Political theorists, like Mouffe, interested in the democratic potential of
agonistic contests, oftentimes recast deliberative discussion as a language
game -- in the sense invented by Ludwig Wittgenstein. Moreover, this
reimagining of politics leans heavily on Friedrich Nietzsche's understanding of
agonistics and ancient Greek philosophy. A close look at the writings of this set
of political theorists (which must also include Jean-Francois Lyotard, Michel
Foucault, Gilles Deleuze, and Bruno Latour) rewards one with the following
insight: just as Lakoff and Johnson show how everyday thinking about
arguments draws on a set of metaphorical images and actions, so do these
theorists assume a different set of metaphorical images and actions to describe
verbal contests -- specifically, game like images and actions. Neither are these
images and actions the moral frameworks of, for example, Jurgen Habermas
and other moralists hoping for perfect conditions for communicative interaction.
Nor, are these images and actions the violent ones implied by the
commonsense metaphor "argument is war."
What then are these images and actions? Two sorts of evidence can be
gathered from a close reading of these theorists. One sort of evidence is
articulated in the form of broad outlines or "sketches" for envisioning such a
game. Chantal Mouffe provides an example of such a "sketch" in her article
entitled "Deliberative Democracy or Agonistic Pluralism?": "pluralist politics should
be envisaged as a 'mixed-game', i.e., in part collaborative and in part conflictual
and not as a wholly co-operative game as most liberal pluralists would have it."
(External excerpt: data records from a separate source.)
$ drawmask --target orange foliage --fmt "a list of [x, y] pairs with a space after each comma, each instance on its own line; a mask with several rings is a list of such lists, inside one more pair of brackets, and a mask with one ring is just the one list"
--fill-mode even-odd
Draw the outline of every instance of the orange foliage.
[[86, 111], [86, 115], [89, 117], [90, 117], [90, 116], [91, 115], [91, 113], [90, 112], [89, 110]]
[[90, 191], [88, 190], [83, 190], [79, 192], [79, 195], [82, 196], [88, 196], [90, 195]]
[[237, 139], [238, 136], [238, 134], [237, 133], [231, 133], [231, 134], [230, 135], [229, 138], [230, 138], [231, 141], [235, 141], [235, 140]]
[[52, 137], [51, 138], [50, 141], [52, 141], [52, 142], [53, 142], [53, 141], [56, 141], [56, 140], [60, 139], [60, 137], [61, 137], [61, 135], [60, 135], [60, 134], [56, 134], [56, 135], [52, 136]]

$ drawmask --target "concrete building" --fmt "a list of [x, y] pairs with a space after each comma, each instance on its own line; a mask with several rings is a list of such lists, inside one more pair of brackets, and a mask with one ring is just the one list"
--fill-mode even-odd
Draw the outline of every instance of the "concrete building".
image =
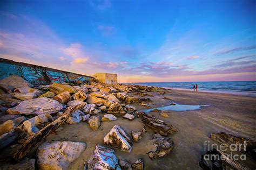
[[106, 84], [115, 84], [117, 83], [117, 74], [111, 73], [96, 73], [93, 77], [100, 82]]

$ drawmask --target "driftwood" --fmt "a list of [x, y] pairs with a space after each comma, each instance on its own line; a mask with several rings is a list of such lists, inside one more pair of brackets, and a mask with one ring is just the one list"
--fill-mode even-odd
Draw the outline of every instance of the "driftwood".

More specific, detailed, "diagrammatic" evidence comes from theorists who
provide us with, what Gilles Deleuze calls, "thought images." One such
influential thought images is that coined by Deleuze and Guattari to describe
non-hierarchical forms of knowledge and power; i.e., the rhizome. As
demonstrated by online forums, like rhizome.org, such a thought image can
influence an extensive information architecture. However, even more substantial
than these verbal descriptions are the graphically rendered diagrams that are
sometimes ventured by theorists like Bruno Latour in his book Science in Action,
a Nietzschean look at the agonistic dynamics of presumably democratic,
scientific debate and controversy. Mouffe, Deleuze, Latour and others have
provided us with a reimagining of democratic debate as a contest to link, unlink,
build and dissolve assemblages of people and things.
This essay will be published in the forthcoming exhibition catalogue: Making Things Public: Atmospheres of Democracy,
Bruno Latour and Peter Weibel, Editors (Cambridge, MA: MIT Press and ZKM|Zentrum für Kunst und Medientechnologie, June 2005).